Percakapan antara dirinya dengan Oma Opa nya tadi sebelum mereka pulang ke Jerman masih terngiang di telinga Jena. Sejujurnya ia ingin tinggal di Jerman bersama Oma Opa nya. Akan tetapi, rasanya ia masih belum sanggup meninggalkan rumah ini, rumah yang menjadi saksi ia dan abangnya tumbuh bersama.
Jena merebahkan tubuhnya ke atas kasur. Memejamkan matanya berusaha agar terlelap dan ketika bangun ia harap ini cuma mimpi. Tapi mustahil rasanya.
🍁🍁🍁
Rapih dengan seragam putih abu-abunya, Jena turun untuk sarapan. Disana sudah ada Bi Siti yang sedang menyiapkan makanan.
"Aku bisa ambil sendiri kok, Bi." Kata Jena saat Bi Siti mengambilkan nasi goreng untuknya.
"Ndakpapa khusus untuk kesayangan Bibi ini,"
Senyum Jena mengembang menatap Bi Siti. Bi Siti lah yang merawat ia dan Abangnya dulu setelah orang tuanya meninggal. Jena sudah menganggap Bi Siti seperti ibunya sendiri.
"Makasih, Bi."
Jena menerima sarapannya dan memulai ritual makannya. Bi Siti tersenyum mengelus rambut lurus Jena yang tergerai indah. Lalu duduk memerhatikan Jena makan. Jena memang selalu minta ditemani saat makan.
"Bi Siti udah makan?" Tanya Jena disela-sela makannya.
"Belum, nanti saja kalo Non Jena sudah berangkat,"
"Yaudah Bibi makan, Jena udah kenyang," Jena berdiri diikuti Bi Siti yang disampingnya.
"Loh ini belum habis kok sudah mau berangkat,"
"Udah siang takut telat, Bi. Assalamualaikum," pamit Jena lalu mencium telapak tangan dan pipi Bi Siti. Kebiasaannya setiap akan pergi.
"Waalaikumsalam, belajar yang bener, ya." Jena mengangguk tersenyum lalu melangkahkan kakinya keluar rumah.
Niatnya hari ini ia ingin diantar jemput Pak Jupri, sopirnya. Rasanya ia terlalu malas untuk menyetir sendiri.

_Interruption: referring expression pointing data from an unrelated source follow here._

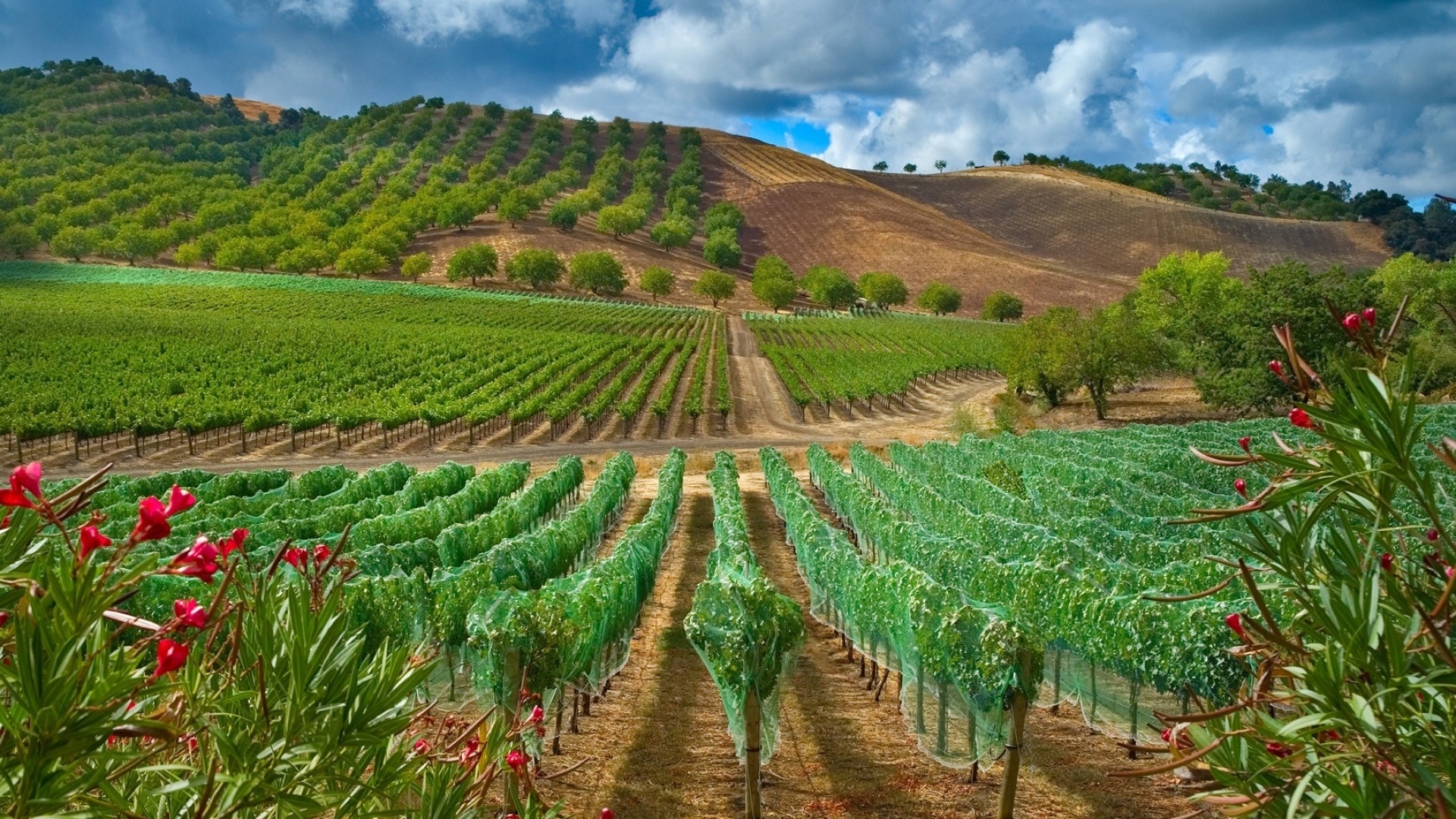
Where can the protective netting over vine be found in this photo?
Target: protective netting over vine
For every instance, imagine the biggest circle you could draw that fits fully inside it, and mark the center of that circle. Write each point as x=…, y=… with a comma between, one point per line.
x=576, y=630
x=743, y=629
x=959, y=659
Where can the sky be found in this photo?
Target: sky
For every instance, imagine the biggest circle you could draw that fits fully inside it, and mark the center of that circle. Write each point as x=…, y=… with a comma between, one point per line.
x=1310, y=89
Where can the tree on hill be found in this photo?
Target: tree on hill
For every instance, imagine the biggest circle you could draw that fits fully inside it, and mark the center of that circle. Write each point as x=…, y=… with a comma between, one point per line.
x=620, y=221
x=830, y=287
x=774, y=281
x=598, y=271
x=1002, y=306
x=940, y=299
x=359, y=261
x=883, y=289
x=536, y=267
x=563, y=216
x=723, y=248
x=472, y=262
x=715, y=284
x=416, y=265
x=673, y=232
x=657, y=280
x=19, y=240
x=71, y=242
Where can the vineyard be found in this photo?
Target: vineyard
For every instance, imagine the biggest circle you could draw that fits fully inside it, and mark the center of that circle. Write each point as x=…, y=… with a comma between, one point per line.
x=840, y=359
x=287, y=359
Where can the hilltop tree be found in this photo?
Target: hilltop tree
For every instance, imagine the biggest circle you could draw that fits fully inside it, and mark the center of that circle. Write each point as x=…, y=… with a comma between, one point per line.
x=940, y=299
x=883, y=289
x=19, y=240
x=715, y=284
x=830, y=287
x=359, y=261
x=598, y=271
x=620, y=221
x=1002, y=306
x=416, y=265
x=657, y=280
x=536, y=267
x=71, y=242
x=774, y=281
x=472, y=262
x=723, y=248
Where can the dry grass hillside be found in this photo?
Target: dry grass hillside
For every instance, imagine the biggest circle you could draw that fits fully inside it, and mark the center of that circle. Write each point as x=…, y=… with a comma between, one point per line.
x=1106, y=229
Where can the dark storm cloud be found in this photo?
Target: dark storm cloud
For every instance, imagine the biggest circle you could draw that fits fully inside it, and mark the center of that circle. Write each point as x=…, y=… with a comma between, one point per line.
x=1324, y=89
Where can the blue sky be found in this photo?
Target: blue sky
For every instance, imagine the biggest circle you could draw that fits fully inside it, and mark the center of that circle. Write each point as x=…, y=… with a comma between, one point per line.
x=1310, y=89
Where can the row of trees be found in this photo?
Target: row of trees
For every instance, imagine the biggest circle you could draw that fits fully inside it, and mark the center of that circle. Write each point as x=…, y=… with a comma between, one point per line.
x=1190, y=316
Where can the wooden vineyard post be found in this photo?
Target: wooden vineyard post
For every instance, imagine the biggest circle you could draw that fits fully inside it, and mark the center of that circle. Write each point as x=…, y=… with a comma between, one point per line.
x=1018, y=725
x=753, y=746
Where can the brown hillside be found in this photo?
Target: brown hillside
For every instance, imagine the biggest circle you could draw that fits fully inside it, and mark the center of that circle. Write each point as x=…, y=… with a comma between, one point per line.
x=1100, y=228
x=810, y=212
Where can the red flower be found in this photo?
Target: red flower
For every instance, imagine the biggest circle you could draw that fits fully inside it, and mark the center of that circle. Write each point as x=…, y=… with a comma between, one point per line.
x=1237, y=624
x=1301, y=419
x=171, y=656
x=190, y=613
x=234, y=542
x=197, y=561
x=152, y=522
x=92, y=539
x=296, y=557
x=180, y=502
x=22, y=480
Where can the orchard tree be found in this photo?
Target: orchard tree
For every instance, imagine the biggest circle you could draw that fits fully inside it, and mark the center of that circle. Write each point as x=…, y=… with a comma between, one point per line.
x=598, y=271
x=359, y=261
x=536, y=267
x=940, y=299
x=883, y=289
x=715, y=284
x=472, y=262
x=619, y=221
x=774, y=281
x=673, y=232
x=563, y=216
x=1002, y=306
x=830, y=287
x=71, y=242
x=416, y=265
x=657, y=280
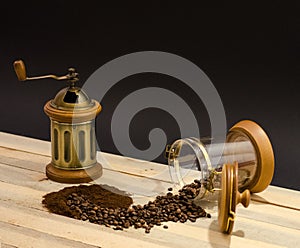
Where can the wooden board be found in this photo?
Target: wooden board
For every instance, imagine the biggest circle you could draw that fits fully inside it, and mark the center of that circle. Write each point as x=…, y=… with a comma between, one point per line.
x=271, y=220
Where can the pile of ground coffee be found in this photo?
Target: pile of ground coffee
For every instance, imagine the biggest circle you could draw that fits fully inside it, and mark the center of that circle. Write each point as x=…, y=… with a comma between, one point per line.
x=113, y=208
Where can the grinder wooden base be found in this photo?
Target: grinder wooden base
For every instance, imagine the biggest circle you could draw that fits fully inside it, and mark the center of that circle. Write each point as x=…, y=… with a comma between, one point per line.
x=74, y=176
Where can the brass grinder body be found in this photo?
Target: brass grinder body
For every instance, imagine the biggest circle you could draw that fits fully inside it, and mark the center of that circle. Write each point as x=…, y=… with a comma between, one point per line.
x=73, y=139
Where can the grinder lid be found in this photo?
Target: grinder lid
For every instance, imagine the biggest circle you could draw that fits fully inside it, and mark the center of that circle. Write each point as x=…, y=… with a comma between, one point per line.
x=72, y=98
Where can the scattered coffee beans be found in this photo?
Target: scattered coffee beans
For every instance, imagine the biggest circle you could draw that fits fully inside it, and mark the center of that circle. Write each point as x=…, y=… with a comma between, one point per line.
x=101, y=206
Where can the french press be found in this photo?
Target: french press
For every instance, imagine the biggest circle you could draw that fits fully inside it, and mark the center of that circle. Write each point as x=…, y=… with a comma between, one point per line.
x=244, y=163
x=73, y=140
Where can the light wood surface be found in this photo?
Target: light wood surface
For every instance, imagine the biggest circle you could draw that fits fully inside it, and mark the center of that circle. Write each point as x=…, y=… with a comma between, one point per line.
x=271, y=220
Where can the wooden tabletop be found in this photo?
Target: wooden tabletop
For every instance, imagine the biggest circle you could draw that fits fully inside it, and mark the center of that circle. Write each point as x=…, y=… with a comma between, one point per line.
x=271, y=220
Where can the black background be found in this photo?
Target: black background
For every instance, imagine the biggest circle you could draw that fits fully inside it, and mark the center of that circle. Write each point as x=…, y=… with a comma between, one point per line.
x=249, y=51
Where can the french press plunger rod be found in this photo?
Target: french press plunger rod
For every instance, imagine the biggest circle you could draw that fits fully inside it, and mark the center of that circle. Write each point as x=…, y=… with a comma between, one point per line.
x=244, y=163
x=73, y=140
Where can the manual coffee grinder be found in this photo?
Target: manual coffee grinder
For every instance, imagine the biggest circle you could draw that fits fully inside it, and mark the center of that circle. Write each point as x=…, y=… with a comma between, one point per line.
x=73, y=141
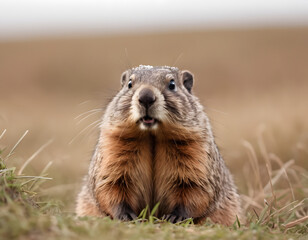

Mata Jena melotot melihat motor ninja hitam terparkir di halaman rumahnya. Terlebih lagi saat melihat pemiliknya yang sedang berdiri gagah ditemani Pak Jupri yang sedang tertawa.
"Kakak ngapain disini?"
"Pagi-pagi pake seragam kesini ya sudah pasti mau jemput Neng Jena lah," bukan Angkasa yang menjawab tapi Pak Jupri yang kini sedang tersenyum menggoda.
KAMU SEDANG MEMBACA
Tentang Jena
Teen Fiction"Selama ini Kakak anggap aku apa?" Berawal dari pesan terakhir mendiang sahabat Angkasa yang mengharuskan ia menjaga gadis cantik bernama Jena, adik sahabatnya. Hari demi hari Angkasa lewati menggantikan peran sebagai kakak untuk Jena. Hingga pada...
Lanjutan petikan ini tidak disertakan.